There is evidence that Thomas was not the only member of the Lucke family to maintain his allegiance to the Catholic faith after the schism between England and Rome. John Lucke of Mayfield, who was almost certainly a relative of Thomas, and may well have been his brother, made his own will two years earlier, in 1549. Like Thomas, John Lucke begins by committing his soul ‘to Almightie god our lady saynt Mary and all the glorious company of heaven’. But he goes further than Thomas in his explicit Catholicism, following the medieval practice of donating money for the maintenance of ‘lights’ for the altars of local churches:
Item I give to the high aultir ther for my tithes & oblacions forgotten or withholden lyd. Item I bequeath to the light of the withsaid church lcyd. Item to our mother church of seynt ayngell of Southemallinge vyd.
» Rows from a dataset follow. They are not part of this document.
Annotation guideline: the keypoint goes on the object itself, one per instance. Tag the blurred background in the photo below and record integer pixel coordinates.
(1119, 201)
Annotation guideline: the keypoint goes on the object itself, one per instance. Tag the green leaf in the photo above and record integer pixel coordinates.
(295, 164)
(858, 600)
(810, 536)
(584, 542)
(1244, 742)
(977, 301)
As Caroline Litzenberger notes, bequests of this kind provide us with vital evidence of continuing popular adherence to the traditional faith. Indeed, some historians maintain that most of the population remained Catholic in their sympathies until Elizabeth’s reign. Towards the end of his will, having left money to his unmarried daughter Christian, John Lucke appends the following proviso:
Item if the saide Cristian happen to dye before she be married then the said fyve poundes to be bestowed in this manner five nobles to apriest to praye for my soule her soule and all xten soules and other five nobles to the church of maughfield aforesaid.
Paying to have Masses said for one’s soul after death was a defiantly Catholic practice. John Lucke’s bequest suggests either that he knew his parish priest was enough of a traditionalist to carry out his request, or that he was confident, despite Edward’s protestant reforms, of a return to Catholic practice.
The wills of Thomas and John Lucke suggest that the Lucke family remained Catholic in its religious sympathies, at least during the middle years of the century. This may help us to understand how my 12 x great grandparents Alice Lucke and Magnus Fowle came together. I’ve already mentioned the explicitly Catholic will of Magnus’ father Gabriel. I’ve also written written before about the likelihood that Magnus was himself at the very least a church papist – a covert Catholic, outwardly conforming to the newly-protestant Church of England – living as he did during the reign of Elizabeth I, with its increasing persecution of those who remained faithful to England’s traditional religion. Evidence of Magnus Fowle’s true allegiance can be found in the bequest of twenty shillings in his own will of 1595 to Eleanor Ashburnham, a member of a notable family of Sussex recusants (Eleanor had been fined £40 for recusancy three years earlier). Moreoever, it appears that Magnus’ bequest of his own soul to the Trinity – ‘to Almightie god, the father, the sonne, and the holie ghoste, Three persones and one god’ – was a neutral form of words often used by Catholics and ‘church papists’ to signify their allegiance to the traditional faith, while avoiding both an accusation of recusancy and the florid Calvinist-influenced language of the reformers.
This evidence from my family history research goes some way to confirming the claim, made by a number of historians, that the population of England remained mostly Catholic until at least the beginning of Elizabeth’s reign.